Донни налетел на Мэг.
Футбол был его коньком. Голова девушки стукнула по шлакоблоку. Руки безвольно упали. Взгляд был стеклянным.
Она съехала по стене на несколько дюймов.
Потом остановилась.
Рут зевнула.
— Пока хватит, мальчики, — сказала она. — Она не заплачет. Не в этот раз.
Она поманила нас рукой.
— Пошли.
Похоже, ребята еще не закончили. Но Рут уже надоело.
Уилли пробормотал что-то насчет глупых потаскух, после чего они гуськом пошли из подвала.
Я ушел последним. Было трудно отвести взгляд.
Как такое могло случиться?
Мэг съехала вниз и уселась на корточки на холодном бетонном полу.
Не уверен, что она меня вообще заметила.
— Идем, — сказала Рут.
Она захлопнула металлическую дверь и заперла ее на засов.

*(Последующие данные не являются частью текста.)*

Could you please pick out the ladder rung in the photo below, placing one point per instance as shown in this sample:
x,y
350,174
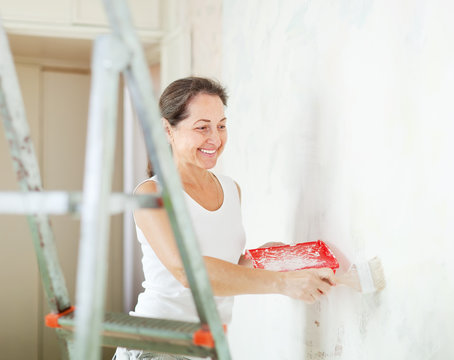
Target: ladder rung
x,y
61,202
149,334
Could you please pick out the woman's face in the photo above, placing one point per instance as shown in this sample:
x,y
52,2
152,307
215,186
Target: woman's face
x,y
200,138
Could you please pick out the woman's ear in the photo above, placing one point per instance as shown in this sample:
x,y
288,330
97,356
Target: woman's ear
x,y
167,129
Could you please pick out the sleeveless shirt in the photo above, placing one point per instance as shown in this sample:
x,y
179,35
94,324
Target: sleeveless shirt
x,y
220,234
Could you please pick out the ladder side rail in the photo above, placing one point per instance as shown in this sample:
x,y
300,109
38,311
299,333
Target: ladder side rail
x,y
109,57
26,166
63,202
138,81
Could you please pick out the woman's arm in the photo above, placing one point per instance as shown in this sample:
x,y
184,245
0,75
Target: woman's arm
x,y
228,279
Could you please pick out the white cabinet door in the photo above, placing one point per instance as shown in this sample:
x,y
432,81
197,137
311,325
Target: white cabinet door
x,y
55,11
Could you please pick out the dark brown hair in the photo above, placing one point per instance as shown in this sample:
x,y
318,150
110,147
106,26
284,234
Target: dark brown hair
x,y
175,99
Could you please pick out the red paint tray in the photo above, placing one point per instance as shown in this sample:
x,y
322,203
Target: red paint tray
x,y
307,255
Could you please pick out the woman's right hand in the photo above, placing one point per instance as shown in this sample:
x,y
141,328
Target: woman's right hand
x,y
307,285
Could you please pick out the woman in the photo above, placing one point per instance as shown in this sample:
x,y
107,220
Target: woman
x,y
192,111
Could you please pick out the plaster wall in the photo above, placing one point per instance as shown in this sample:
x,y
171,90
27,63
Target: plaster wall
x,y
340,129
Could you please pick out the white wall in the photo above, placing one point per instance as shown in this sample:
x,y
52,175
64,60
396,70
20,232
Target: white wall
x,y
341,126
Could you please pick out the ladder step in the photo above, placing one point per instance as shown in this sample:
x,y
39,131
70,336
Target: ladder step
x,y
60,202
156,335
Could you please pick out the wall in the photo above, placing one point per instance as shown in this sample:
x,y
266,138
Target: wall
x,y
340,126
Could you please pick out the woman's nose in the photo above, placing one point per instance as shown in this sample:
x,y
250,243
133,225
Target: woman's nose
x,y
215,138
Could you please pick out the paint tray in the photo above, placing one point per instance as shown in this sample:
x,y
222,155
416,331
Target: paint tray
x,y
315,254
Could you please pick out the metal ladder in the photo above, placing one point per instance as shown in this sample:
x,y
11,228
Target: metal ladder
x,y
82,332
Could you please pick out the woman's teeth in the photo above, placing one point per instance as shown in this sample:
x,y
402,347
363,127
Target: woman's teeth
x,y
210,152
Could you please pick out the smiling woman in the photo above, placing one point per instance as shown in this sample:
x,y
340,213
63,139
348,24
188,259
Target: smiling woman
x,y
192,112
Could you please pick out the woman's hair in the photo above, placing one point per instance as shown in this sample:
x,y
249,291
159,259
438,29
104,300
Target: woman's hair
x,y
175,99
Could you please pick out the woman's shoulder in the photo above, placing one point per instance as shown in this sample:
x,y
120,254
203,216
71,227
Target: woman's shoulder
x,y
229,181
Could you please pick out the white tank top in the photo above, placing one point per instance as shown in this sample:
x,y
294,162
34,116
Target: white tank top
x,y
220,234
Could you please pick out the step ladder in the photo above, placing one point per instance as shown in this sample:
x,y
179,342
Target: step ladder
x,y
83,329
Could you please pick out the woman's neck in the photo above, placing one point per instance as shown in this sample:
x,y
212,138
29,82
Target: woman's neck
x,y
193,175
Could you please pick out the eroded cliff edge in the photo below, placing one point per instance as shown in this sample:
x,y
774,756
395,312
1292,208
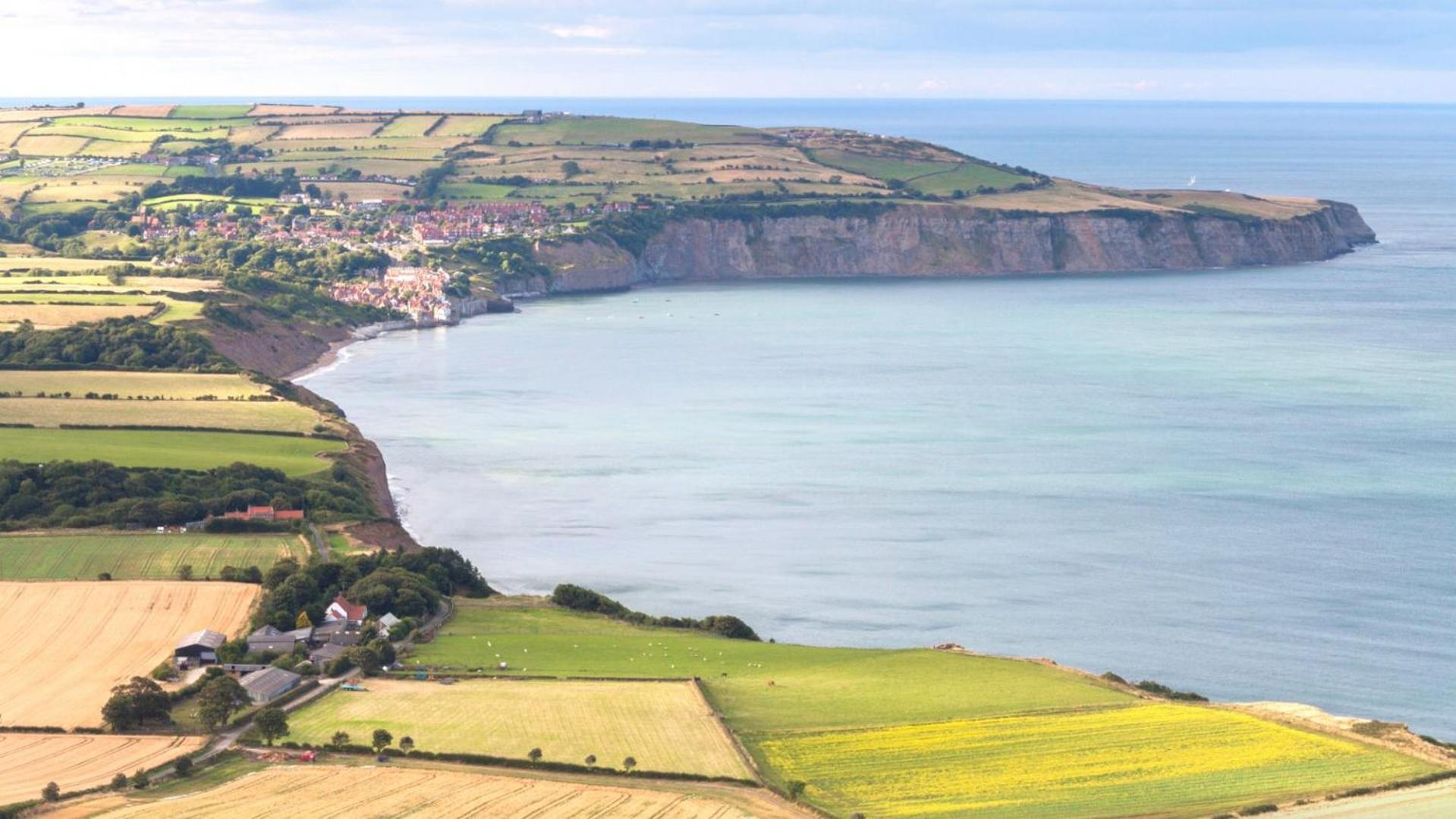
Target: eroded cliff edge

Мэг осталась там, в темноте. За дверью из скотобойни. Мы поднялась на кухню и взяли колы. Рут достала кусок сыра «чеддер» и крекеры. Мы расселись за обеденным столом.
Сьюзен до сих пор плакала, но теперь потише. Потом Уилли встал и включил телевизор, и «Правда или последствия»[19] заглушили ее всхлипывания.
Некоторое время мы смотрели телешоу.
Перед Рут на столе лежал раскрытый женский журнал. Она курила «Тарейтон», листала журнал и попивала колу из бутылки.
Наткнулась на фото — рекламу губной помады — и остановилась.
— Ничего не понимаю, — сказала она. — Женщина как женщина. Вы что-нибудь видите? Что в ней такого?
Она подняла журнал.
Уилли посмотрел, пожал плечами и вцепился зубами в крекер. Но мне эта женщина показалась симпатичной. Возрастом, примерно, как Рут, может чуть младше, но симпатичная.
Рут покачала головой.
— Эта баба, куда не глянь - везде, — сказала она. — Кругом. Сьюзи Паркер. Знаменитая модель. И я ничего в ней не вижу. Рыжая. Может, в этом дело. Мужчины любят рыжих. Но Мэг тоже рыжая, черт побери. И у Мэг волосы красивей, согласитесь?
Я снова посмотрел на фотографию. И согласился.
— Ничего не понимаю, — сказала она, нахмурившись. — Мэг точно красивей ее. Намного красивей.
— Конечно, — сказал Донни.
— Мир сошел с ума, — сказала Рут. — Нет, этого мне не понять.
Она отрезала кусочек сыра и положила на крекер.
Глава двадцать шестая
— Отпросись у мамы заночевать у нас сегодня, — сказал Донни, — разговор есть.
Мы стояли на мосту на Мэйпл и швыряли камни в воду «жабкой». Река был ленива и прозрачна.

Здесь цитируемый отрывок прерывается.